Marine Le Pen : leader par défaut d’un parti fracturé

Etudiant en Histoire
 

Brachay, Haute-Marne, ce samedi 9 septembre. Sous un ciel gris, quelque 500 personnes ont pris place devant une scène sur laquelle trône en arrière-plan une affiche géante : « En avant pour un nouveau Front. » Le tout sur un fond musical : c’est le tube de Disney « Libérée, délivrée » qui ouvre le meeting de rentrée de Marine Le Pen. Comme chaque année depuis 2014, elle a choisi ce village champenois où le Front National est largement plébiscité.

L’ambiance est plus morose que l’année dernière : devant un public comble, la candidate Marine prononçait alors un discours offensif promettant la victoire en mai… Les ardeurs ont été calmées par la défaite aux présidentielles et le score à peine passable réalisé aux législatives.
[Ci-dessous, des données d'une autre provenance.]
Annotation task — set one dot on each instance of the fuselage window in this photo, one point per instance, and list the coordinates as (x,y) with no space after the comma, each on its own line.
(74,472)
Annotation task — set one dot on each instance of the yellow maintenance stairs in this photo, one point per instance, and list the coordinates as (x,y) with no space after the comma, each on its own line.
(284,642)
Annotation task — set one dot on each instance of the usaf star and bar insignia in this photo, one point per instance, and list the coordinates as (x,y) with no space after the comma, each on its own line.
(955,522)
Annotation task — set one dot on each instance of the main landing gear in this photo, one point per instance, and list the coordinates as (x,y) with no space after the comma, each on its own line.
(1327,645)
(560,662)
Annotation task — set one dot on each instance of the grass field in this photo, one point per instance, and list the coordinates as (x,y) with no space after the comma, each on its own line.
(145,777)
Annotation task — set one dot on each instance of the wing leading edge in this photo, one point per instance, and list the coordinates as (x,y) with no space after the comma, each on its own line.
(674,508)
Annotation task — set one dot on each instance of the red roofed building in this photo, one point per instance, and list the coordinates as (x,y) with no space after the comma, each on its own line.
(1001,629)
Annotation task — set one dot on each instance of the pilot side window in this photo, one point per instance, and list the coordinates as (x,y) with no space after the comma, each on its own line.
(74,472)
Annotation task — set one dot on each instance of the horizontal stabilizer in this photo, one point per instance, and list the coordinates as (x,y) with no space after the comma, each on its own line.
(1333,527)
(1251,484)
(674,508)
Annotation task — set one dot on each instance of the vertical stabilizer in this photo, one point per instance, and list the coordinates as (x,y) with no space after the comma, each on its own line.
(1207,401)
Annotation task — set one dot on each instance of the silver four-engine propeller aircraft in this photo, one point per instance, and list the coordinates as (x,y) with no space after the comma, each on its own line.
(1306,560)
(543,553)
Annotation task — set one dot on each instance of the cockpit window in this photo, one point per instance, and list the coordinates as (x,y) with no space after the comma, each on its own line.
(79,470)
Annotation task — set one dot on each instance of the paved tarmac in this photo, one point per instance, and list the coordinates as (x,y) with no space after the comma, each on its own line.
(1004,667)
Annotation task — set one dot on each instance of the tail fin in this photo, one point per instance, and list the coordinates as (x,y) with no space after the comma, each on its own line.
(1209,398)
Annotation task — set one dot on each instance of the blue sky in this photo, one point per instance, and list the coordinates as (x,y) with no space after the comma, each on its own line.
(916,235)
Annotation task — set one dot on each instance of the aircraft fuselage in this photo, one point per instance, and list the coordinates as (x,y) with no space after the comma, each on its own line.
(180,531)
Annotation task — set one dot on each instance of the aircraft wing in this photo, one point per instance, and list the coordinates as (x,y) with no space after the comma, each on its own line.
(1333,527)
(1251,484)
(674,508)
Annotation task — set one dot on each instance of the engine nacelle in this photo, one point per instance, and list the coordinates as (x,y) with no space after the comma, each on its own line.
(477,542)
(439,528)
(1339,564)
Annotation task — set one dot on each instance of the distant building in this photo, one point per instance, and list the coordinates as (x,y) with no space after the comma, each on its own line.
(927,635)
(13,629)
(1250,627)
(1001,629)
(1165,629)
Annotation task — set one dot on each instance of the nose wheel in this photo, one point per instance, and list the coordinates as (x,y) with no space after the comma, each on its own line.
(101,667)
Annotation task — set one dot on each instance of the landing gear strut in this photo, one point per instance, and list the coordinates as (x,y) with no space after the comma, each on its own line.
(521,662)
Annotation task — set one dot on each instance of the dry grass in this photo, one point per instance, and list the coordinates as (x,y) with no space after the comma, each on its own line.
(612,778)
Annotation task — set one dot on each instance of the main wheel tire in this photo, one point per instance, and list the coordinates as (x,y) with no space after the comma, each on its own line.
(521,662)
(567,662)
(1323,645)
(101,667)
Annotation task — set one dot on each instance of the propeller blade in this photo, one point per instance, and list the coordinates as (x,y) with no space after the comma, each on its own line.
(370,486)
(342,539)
Aujourd’hui, c’est son propre électorat que Marine Le Pen veut conquérir : un électorat déçu par les contre-performances du parti et divisé entre les différentes lignes politiques que l’autorité de la patronne parvenait jusqu’à alors à fédérer.

Celle que 65 % des Français jugent incompétente tente de corriger les séquelles du débat d’entre-deux-tours. Dans son entretien accordé jeudi à TF1, c’est pour un style apaisé (lunettes, ton posé, sourire maternel) qu’elle avait opté. Face à ses militants, elle a tenu à adopter une expression plus martiale.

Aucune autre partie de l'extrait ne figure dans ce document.